Wednesday, December 18, 2024

Mexico must act to protect vaquita marina: CITES trade body

If Mexico fails to take action to protect the vaquita porpoise from illegal fishing, the country could face trade limits as soon as February, the world’s leading species protection body said on Wednesday.

The vaquita (also known as the vaquita marina) is the world’s tiniest marine mammal and has long teetered on the brink of extinction, with some studies suggesting there are only between 10 and 20 vaquitas left in the wild.

Due to illegal fishing of the coveted totoaba fish — another endangered species that retails in China’s black market for thousands of dollars and that is only found in the Gulf of California —  many vaquitas have been found entangled in the gillnets used by local fishers and totoaba poachers.

Mexico’s ineffective conservation measures have brought the committee of the Convention on International Trade in Endangered Species of Wild Fauna and Flora (CITES) to consider possible trade restrictions for Mexico if the country fails to come up with an effective conservation plan.

Illegal gillnet fishing has brought the vaquita porpoise to the brink of extinction.
Illegal gillnet fishing has brought the vaquita porpoise to the brink of extinction.

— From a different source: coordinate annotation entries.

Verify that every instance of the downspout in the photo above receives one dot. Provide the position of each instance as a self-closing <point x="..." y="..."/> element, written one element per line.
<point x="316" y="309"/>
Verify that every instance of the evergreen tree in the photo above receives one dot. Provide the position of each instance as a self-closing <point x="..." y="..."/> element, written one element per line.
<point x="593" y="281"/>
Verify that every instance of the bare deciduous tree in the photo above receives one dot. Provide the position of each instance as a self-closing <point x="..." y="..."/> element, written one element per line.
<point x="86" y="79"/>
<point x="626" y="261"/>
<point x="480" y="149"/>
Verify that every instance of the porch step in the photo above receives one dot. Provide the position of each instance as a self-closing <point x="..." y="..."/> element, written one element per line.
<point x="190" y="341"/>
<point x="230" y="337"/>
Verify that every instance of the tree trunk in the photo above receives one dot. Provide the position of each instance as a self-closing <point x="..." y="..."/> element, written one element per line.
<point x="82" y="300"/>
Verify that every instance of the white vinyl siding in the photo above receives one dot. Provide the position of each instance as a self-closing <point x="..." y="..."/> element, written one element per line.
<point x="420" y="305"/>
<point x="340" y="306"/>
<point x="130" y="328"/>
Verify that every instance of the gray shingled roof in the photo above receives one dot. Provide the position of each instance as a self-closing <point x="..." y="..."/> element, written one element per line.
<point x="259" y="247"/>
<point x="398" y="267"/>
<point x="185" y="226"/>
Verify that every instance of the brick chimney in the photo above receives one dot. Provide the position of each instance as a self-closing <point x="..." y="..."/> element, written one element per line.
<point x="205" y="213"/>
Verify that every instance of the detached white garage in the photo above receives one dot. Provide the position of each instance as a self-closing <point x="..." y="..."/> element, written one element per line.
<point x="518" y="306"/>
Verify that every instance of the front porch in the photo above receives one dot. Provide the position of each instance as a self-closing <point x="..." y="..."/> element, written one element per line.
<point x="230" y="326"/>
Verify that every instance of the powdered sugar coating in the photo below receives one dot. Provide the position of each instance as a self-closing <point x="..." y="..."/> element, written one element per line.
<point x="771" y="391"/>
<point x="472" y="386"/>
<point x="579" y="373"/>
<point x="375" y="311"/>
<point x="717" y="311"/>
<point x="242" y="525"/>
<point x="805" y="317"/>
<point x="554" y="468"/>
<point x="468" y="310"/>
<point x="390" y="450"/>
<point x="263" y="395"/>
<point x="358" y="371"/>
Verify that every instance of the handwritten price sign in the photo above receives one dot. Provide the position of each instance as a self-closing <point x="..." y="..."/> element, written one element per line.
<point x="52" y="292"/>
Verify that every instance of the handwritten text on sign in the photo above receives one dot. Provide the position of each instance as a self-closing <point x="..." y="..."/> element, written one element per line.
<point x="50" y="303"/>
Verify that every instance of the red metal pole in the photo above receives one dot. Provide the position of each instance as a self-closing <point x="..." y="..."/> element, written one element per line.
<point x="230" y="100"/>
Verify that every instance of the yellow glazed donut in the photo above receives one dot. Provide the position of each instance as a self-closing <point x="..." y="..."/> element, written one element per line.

WWF

“If they do not submit a plan by February, the recommendation is to suspend all product trade from CITES species,” said a lawyer of the convention to Reuters, citing those are its “strongest measures.”

Blanca Alicia Mendoza Vera, Minister of the Office of the Environmental Prosecutor (Profepa) requested for the issue to be discussed over the next two weeks in Panama City, during the meeting of the CITES members.

In an interview with the Mexican news agency Excelsior, Mendoz Vera argued that every six months, updates to the program to prevent illegal totoaba fishing are submitted to CITES with proven results. A national sustainability agreement focused on the northern part of the Gulf of California already drives actions to comply with international commitments, she said

She also said the Navy uses technology to immediately detect illegal fishers, and that concrete blocks with hooks were placed to trap the gillnets that enter the so-called Vaquita Marina Zero Tolerance Zone.

If there was no other option but to create a new plan, Mendoza said, the United States and China must also be involved as the former is a transit country and the latter, a destination country for the totoaba.

Both China and the U.S. are aware of the threat posed to the vaquita by illegal totoaba fishing and have held meetings to address the problem.

In June 2015, China and the U.S. held their first high-level meeting on the smuggling of totoaba, followed by another summit in 2016 of Mexican, Chinese and U.S. officials in Geneva. In 2018, China prosecuted its first totoaba smuggling case.

The latest advances include the first consultations under the U.S.-Mexico-Canada agreement (USMCA) requested by the U.S. in February, over Mexico’s lack of protection of the vaquita. Later in April, an environmental commission of the USMCA agreement recommended a full investigation into allegations that Mexico has failed to protect the endangered porpoise in the Upper Gulf of California.

The totoaba bladder is believed by many Chinese buyers to have medicinal properties, making trade of the fish more lucrative than cocaine trafficking. The bladder can cost up to US $5,000 in Mexico, between $10,000 and $15,000 in the United States, and up to $60,000 in China.